On the other hand, photoactivation under long pulse or CW excitation conditions as it has been exploited, for instance, by Patterson and Lippincott-Schwartz (3) is unlikely to occur via TPA due to the orders-of-magnitude lower intensities in those experiments. It rather seems likely that under those conditions the long-living R_I^−∗ state, which is created after excited state proton transfer, is responsible for photoconversion with a fairly low efficiency. This, however, can yield significant amounts of R⁻_pc through prolonged (quasi-)CW irradiation (19,25).

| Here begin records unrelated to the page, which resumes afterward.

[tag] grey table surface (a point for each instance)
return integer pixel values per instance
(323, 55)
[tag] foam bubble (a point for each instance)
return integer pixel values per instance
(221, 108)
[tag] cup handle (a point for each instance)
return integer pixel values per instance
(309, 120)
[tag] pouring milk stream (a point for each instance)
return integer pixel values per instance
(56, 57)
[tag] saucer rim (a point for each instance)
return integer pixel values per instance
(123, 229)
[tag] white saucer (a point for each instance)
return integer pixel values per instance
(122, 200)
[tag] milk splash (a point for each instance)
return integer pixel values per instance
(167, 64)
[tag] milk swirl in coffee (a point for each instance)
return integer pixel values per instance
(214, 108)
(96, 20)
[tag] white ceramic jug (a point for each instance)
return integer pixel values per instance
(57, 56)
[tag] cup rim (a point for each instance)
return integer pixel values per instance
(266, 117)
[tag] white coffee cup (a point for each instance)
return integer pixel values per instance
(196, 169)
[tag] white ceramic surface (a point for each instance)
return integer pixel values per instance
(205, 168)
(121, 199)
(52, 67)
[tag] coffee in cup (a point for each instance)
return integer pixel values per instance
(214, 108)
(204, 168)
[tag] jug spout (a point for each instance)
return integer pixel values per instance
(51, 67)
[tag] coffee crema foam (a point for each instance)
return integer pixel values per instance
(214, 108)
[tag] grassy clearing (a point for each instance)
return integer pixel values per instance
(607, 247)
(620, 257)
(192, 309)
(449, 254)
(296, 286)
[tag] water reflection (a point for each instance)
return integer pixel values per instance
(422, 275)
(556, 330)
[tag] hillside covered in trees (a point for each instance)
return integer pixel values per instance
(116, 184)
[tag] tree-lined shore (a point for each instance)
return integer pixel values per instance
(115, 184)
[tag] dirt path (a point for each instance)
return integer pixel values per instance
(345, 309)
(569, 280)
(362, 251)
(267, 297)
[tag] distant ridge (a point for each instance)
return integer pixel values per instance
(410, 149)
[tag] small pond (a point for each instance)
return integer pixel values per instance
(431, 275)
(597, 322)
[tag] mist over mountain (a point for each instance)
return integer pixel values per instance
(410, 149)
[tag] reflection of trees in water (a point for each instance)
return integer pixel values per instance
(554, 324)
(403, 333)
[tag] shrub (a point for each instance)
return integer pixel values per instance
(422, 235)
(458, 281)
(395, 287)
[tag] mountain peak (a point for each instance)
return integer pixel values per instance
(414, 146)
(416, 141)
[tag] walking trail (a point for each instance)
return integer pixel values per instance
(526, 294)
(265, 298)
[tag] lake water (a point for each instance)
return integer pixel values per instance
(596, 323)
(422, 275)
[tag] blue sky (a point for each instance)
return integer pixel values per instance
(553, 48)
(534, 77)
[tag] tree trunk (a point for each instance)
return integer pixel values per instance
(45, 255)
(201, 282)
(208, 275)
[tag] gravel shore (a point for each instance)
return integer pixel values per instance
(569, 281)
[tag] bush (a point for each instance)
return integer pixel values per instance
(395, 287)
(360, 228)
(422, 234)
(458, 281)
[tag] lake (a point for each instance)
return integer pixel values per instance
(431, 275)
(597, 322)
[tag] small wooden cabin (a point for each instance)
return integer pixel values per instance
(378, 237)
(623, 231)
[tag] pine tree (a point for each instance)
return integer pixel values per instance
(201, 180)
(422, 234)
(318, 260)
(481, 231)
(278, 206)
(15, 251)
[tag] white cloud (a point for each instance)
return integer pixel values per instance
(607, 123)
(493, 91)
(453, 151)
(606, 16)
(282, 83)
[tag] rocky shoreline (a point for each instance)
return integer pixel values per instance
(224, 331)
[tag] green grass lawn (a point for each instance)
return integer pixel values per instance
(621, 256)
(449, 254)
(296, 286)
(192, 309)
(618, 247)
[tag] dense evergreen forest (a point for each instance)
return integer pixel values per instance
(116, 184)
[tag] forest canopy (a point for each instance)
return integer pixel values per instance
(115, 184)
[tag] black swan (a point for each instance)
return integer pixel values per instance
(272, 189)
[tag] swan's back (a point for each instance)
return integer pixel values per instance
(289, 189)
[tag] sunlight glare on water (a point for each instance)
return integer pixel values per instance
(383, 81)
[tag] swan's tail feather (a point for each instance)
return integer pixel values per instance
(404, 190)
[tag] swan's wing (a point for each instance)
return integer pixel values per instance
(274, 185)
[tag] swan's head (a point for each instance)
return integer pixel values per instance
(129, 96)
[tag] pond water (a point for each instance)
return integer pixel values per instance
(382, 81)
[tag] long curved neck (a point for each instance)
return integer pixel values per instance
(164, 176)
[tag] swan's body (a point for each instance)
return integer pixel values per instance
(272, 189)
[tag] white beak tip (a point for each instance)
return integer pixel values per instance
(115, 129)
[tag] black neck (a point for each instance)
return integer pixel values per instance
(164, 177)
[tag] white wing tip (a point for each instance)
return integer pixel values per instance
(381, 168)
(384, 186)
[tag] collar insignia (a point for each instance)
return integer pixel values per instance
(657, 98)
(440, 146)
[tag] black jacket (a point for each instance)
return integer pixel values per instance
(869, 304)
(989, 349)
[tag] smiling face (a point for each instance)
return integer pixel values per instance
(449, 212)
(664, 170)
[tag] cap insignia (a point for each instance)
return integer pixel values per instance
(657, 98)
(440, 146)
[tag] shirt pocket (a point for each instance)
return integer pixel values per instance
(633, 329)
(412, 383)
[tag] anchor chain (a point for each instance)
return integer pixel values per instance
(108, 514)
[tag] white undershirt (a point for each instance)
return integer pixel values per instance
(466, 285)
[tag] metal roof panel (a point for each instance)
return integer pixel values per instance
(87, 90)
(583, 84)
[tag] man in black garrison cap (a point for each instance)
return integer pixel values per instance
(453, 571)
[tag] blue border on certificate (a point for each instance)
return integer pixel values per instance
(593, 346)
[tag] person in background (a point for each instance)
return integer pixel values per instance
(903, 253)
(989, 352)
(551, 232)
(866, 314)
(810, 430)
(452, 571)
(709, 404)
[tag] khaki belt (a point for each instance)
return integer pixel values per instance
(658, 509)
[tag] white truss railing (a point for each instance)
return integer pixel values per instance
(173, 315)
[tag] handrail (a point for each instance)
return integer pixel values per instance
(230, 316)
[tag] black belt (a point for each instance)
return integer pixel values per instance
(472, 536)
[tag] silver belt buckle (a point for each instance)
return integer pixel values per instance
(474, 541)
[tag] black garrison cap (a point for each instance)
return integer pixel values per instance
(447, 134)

In contrast, the findings of this study are particularly interesting, with respect to the use of GFP in TPA microscopy, because the high intensity levels of a typical setup using a femtosecond oscillator with tight focusing (≈1 μm) are comparable with the intensity levels of our experiments with an amplified laser system and loose focusing. When using 800-nm pulses in a microscopy experiment, the process of ground-state absorption and subsequent excited-state absorption from RH^∗ can be regarded as a resonance-enhanced multiphoton absorption; thus, there will always be some photoconversion in microscopy experiments, decreasing the fluorescence signal from 800 nm TPA over time, and also changing the fluorescence lifetimes (19,24).